As the Afghanistan government crumbled and the Taliban advanced toward Kabul in late August of 2021, the urgency of evacuating thousands of Americans and NATO partners as well as rescuing Afghans who had worked with the United States accelerated dramatically.
Although the situation on the ground was chaotic, a small Defense Department team had been working behind the scenes for months to develop an unprecedented, streamlined system that could handle the crush. Although many deserving Afghans could not be evacuated, this system ultimately saved some 76,000 loyal Afghan allies and helped another 45,000 Americans and NATO partners escape imminent danger.
To speed the process as the crisis deepened and the evacuation became inevitable, a team headed by Hila Hanif went operational on a 24/7 schedule. It reached across the U.S. government to simplify and broaden approvals for the evacuation of eligible Afghans, including uniformed women, special forces, pilots and security sector civilians.
“The [Afghan] withdrawal as a whole has taken some punches,” said Assistant Secretary of Defense Ely Ratner. “But the actual feat of saving over 120,000 individuals in such a condensed period of time was a bureaucratic miracle, and this team was the driving force in making that happen. The heroism and selflessness they exhibited is a little beyond description.”
Paul McHale, a former assistant secretary of defense, said the situation was “not business as usual.”
“They were working under unprecedented pressure … and in crisis mode to save lives by moving thousands of people from a war zone to safety,” McHale said. “The team’s accomplishment was extraordinary.”
By the spring of 2021, as security conditions deteriorated, the 22-member team had shifted from a focus on policy issues to planning for quick and safe evacuation of Americans, eligible Afghans and other allies.
Hanif, who fled Afghanistan as a child, was described as the “intellectual and process engine” of the team. Umid Khikmatov, the team’s lead for humanitarian affairs and a U.S. Air Force reservist and immigrant from Uzbekistan, began an interagency effort to slash special immigrant visa processing times.
By early summer, the team had an agreement that enabled the Defense Department to submit names of Afghans directly to the State Department’s Priority 1 refugee referral system, starting with 10,000 members of Afghanistan’s security sector judged most at risk of retribution.
Typically, there are just a few dozen Priority 1 refugees a year throughout the world, said Kenneth Handelman, the principal director of the Defense Department’s Afghanistan-Pakistan-Central Asia Policy Office.
When the evacuation turned imminent, the group secured another agreement from the State Department to enter names directly into State’s system and create a process to communicate with the Defense Department. It opened a channel to manage the vetting, paperwork and senior officials’ approvals, and to relay the results to Afghans waiting for assistance.

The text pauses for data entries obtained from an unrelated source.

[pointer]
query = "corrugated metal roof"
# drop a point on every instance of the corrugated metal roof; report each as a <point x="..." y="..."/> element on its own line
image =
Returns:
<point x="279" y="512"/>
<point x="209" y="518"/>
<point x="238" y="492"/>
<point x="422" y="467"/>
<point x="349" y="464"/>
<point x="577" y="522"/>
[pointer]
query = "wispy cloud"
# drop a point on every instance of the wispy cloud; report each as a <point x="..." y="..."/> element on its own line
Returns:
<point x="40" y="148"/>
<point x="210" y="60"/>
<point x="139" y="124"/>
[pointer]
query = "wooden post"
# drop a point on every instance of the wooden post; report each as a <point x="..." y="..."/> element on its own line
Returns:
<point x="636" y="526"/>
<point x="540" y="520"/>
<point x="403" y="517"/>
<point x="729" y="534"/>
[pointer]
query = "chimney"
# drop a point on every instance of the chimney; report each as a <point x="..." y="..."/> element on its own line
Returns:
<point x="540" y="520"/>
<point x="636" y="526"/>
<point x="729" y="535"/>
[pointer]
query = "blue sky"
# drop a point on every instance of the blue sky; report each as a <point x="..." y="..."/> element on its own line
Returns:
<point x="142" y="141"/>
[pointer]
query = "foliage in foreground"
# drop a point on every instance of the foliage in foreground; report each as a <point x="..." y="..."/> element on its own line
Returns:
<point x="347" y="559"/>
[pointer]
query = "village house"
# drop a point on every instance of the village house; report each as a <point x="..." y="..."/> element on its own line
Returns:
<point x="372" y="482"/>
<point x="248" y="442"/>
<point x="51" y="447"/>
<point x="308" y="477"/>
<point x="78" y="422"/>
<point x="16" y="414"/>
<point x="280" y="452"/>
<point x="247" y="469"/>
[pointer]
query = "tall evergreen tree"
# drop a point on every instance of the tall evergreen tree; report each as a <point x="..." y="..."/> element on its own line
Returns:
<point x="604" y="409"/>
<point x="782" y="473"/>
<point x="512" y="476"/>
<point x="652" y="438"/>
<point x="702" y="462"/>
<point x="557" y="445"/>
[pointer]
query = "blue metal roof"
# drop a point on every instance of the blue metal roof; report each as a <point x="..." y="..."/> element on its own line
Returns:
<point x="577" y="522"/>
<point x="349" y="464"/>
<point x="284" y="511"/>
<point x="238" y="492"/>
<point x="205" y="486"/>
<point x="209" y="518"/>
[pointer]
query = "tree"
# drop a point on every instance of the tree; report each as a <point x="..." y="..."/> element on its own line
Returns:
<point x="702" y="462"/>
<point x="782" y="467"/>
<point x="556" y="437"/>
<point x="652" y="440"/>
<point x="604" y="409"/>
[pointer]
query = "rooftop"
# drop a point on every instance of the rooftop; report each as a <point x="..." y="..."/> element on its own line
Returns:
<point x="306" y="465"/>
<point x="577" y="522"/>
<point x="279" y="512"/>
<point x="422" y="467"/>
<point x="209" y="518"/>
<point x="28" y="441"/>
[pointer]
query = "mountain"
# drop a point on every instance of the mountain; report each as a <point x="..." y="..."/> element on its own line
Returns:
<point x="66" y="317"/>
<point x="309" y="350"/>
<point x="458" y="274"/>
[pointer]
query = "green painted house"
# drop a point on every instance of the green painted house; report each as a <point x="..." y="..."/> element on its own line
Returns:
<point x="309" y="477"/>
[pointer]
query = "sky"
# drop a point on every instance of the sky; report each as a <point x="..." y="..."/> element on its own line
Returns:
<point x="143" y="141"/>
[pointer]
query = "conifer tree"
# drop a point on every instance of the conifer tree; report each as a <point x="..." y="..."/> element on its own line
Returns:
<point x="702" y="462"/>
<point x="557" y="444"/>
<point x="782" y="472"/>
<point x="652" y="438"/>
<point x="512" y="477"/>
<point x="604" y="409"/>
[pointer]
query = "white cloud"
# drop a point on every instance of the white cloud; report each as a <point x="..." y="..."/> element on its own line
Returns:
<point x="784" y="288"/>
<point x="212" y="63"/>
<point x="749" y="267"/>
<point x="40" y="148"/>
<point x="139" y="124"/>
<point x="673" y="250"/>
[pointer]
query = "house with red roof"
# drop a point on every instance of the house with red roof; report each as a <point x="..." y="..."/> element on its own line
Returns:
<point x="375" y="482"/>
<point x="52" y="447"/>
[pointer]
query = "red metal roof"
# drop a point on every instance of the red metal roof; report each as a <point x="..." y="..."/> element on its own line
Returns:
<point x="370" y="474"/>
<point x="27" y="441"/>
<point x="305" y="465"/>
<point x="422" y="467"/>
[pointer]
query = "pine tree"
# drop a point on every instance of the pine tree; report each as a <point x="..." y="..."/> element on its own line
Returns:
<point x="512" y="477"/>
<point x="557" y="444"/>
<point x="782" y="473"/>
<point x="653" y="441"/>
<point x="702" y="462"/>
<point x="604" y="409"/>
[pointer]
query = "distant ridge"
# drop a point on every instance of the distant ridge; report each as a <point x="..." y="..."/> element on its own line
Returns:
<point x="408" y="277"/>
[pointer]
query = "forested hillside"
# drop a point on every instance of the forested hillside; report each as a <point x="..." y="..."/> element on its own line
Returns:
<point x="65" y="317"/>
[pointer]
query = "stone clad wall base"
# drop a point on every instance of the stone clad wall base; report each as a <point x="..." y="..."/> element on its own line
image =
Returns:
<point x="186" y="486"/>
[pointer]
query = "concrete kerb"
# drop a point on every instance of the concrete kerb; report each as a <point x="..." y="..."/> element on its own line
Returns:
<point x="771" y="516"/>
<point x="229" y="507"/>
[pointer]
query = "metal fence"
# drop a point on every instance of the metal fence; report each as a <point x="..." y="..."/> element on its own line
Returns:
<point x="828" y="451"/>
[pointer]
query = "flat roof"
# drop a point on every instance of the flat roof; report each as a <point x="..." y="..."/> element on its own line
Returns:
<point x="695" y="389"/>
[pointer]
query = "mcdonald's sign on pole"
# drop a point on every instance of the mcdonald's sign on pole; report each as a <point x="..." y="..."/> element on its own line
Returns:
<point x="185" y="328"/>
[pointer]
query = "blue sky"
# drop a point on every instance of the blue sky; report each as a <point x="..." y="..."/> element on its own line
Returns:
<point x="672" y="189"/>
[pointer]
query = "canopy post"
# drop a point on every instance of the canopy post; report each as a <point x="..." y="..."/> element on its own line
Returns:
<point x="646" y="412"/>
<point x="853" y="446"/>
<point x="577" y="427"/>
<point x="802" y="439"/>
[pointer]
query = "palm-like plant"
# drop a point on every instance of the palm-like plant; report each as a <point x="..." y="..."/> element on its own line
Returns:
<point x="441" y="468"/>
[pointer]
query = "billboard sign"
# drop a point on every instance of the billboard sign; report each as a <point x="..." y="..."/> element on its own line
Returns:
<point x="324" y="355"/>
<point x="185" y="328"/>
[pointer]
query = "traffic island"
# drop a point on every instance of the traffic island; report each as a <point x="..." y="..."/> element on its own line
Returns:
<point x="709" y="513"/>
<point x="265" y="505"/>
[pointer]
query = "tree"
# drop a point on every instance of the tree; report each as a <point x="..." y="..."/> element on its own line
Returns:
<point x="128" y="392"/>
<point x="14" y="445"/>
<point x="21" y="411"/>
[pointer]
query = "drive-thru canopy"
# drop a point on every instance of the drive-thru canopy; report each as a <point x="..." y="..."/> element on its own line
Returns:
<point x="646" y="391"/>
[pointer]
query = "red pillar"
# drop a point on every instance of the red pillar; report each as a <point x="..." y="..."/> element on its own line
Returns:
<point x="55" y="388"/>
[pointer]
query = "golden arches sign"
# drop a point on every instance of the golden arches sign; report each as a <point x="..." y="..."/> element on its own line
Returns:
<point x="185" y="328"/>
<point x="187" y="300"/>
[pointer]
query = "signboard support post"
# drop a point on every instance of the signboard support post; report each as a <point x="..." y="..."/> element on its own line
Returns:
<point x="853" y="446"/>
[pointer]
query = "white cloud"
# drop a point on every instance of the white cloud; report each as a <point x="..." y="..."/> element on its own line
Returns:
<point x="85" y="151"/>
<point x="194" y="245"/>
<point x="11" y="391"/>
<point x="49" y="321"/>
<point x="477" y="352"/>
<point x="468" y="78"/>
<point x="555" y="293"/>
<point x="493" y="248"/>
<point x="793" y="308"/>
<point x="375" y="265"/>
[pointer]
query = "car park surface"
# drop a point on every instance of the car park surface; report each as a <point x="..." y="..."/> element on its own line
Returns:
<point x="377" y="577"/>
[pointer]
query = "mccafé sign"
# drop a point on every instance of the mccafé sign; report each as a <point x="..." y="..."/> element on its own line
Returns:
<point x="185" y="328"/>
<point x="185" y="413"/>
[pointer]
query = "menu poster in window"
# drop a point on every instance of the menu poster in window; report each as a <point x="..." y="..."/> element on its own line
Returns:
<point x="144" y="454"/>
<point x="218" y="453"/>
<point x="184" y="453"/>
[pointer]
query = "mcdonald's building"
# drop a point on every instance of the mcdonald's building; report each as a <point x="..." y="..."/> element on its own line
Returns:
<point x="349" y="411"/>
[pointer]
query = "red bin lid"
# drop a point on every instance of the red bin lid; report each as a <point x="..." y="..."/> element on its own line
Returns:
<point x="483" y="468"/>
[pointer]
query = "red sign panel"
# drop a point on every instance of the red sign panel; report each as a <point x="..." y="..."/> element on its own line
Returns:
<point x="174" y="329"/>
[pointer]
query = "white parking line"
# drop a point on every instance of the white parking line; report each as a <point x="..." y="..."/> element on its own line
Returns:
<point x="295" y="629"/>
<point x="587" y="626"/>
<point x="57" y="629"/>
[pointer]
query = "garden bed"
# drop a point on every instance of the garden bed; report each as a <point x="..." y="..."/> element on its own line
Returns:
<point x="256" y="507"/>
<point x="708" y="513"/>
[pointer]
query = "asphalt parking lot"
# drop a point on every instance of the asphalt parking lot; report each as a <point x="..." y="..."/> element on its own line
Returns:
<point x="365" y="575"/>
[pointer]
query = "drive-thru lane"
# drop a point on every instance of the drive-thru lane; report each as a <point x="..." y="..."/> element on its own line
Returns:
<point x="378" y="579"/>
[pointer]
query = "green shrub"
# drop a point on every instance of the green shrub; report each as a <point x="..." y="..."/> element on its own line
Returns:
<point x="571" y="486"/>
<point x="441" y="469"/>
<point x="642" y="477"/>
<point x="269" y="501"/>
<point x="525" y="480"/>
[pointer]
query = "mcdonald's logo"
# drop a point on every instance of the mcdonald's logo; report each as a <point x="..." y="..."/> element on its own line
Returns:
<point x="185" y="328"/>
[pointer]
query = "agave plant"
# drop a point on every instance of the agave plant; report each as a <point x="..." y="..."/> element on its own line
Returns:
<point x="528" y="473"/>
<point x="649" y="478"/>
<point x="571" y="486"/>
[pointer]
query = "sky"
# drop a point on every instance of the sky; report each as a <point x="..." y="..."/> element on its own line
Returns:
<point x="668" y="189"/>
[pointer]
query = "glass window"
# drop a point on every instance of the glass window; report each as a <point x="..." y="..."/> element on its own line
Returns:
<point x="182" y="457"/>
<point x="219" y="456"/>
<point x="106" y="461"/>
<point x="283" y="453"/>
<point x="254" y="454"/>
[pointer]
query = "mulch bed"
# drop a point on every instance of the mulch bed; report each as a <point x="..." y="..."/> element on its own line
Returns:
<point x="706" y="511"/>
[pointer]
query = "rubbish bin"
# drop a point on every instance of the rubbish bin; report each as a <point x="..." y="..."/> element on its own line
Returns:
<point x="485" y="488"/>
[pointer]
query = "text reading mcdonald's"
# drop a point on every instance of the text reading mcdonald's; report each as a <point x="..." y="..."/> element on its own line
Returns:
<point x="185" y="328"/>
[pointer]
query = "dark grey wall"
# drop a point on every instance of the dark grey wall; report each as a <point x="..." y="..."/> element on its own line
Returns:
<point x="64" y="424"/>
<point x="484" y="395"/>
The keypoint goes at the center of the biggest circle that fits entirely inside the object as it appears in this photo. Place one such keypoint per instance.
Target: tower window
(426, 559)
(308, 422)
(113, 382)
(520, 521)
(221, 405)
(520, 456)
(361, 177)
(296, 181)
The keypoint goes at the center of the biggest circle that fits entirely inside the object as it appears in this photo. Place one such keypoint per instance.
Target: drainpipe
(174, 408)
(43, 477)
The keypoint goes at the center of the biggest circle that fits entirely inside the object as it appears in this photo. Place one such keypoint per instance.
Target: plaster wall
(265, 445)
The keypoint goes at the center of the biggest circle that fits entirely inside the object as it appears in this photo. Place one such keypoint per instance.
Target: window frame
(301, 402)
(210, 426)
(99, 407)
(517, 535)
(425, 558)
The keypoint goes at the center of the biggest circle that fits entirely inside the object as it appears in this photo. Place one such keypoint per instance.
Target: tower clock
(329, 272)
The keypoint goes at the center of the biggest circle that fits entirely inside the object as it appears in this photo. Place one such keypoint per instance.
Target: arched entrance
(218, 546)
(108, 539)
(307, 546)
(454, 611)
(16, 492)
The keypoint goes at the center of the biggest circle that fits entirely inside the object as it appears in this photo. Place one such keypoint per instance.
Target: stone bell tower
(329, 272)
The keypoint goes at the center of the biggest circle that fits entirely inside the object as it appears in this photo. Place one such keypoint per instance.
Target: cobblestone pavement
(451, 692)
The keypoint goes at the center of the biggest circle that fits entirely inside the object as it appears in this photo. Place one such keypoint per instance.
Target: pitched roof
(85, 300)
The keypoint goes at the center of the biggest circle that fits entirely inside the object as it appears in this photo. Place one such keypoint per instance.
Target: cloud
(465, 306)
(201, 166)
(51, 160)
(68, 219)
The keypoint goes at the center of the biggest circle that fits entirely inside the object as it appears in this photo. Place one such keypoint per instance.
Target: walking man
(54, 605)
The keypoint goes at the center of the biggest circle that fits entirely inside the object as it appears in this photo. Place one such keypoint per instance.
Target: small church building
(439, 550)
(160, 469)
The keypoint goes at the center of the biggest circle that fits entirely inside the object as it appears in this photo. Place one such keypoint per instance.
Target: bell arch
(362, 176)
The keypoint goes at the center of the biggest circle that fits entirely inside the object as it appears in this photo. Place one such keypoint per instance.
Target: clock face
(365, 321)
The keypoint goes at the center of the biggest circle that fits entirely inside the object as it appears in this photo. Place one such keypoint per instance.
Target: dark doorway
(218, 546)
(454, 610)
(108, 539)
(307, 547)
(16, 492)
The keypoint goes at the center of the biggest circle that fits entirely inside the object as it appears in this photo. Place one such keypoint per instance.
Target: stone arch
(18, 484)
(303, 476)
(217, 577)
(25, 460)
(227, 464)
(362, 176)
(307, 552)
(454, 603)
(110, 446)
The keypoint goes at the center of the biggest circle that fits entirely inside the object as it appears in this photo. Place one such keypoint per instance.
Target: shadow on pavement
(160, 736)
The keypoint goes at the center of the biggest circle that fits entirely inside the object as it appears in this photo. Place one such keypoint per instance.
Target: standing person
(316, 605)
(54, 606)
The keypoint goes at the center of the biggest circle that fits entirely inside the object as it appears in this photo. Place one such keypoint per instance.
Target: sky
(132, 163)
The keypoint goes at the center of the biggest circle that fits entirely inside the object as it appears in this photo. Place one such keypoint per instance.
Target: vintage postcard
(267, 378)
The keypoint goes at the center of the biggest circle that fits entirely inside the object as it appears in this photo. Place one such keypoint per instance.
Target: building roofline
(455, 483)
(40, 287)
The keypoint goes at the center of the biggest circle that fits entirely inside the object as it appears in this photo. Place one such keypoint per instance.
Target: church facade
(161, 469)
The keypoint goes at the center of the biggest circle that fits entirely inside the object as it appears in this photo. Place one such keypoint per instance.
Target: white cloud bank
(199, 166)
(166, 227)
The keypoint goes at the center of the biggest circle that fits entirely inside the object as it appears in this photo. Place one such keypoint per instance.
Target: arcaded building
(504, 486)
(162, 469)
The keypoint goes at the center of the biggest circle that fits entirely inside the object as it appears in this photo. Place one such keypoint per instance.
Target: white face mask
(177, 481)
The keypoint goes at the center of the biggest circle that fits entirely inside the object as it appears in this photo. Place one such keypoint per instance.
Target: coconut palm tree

Each refugee received a five-digit case number that served as a gate ticket, Handelman said. All told, the system allowed service members, veterans and DOD civilians to put thousands more Afghans on evacuation flights than would otherwise have been possible.
“They established their own pipeline into the refugee system,” Handelman said. “They did the job because it was critical, and it had to be done.”
As the project progressed, U.S. veterans of the 20-year Afghan war and active-duty service members joined as volunteers. Hanif said the emotional strain on everyone was enormous.
“Everybody in the U.S. government cared about the people they worked with—the embassy staff, the military members, the interpreters … having to choose and prioritize among human beings was difficult,” she said.
Ahead of the harried August airlift, Hanif’s team had made a number of decisions that included arranging military bases for temporary housing, untangling issues across the DOD and keeping the government’s senior decision-makers apprised of the withdrawal process.
Ratner, who had become assistant secretary a week before Kabul fell, said that throughout the first half of 2021, Hanif’s unit pushed for the government to prepare better for what they saw coming.
“The team was rallying and organizing on the policy front and organizing within the Pentagon,” Ratner said. “They were really the connective tissue of everyone joining the effort—the U.S. Central Command and Joint Staff and people on the ground in Kabul. They built something out of nothing and accomplished something that was unprecedented.”
Team member Khikmatov said as the situation progressed, it became clear that Afghanistan would quickly fall to the Taliban. “Our motto became, ‘One life at a time, keep pushing,’” Khikmatov said.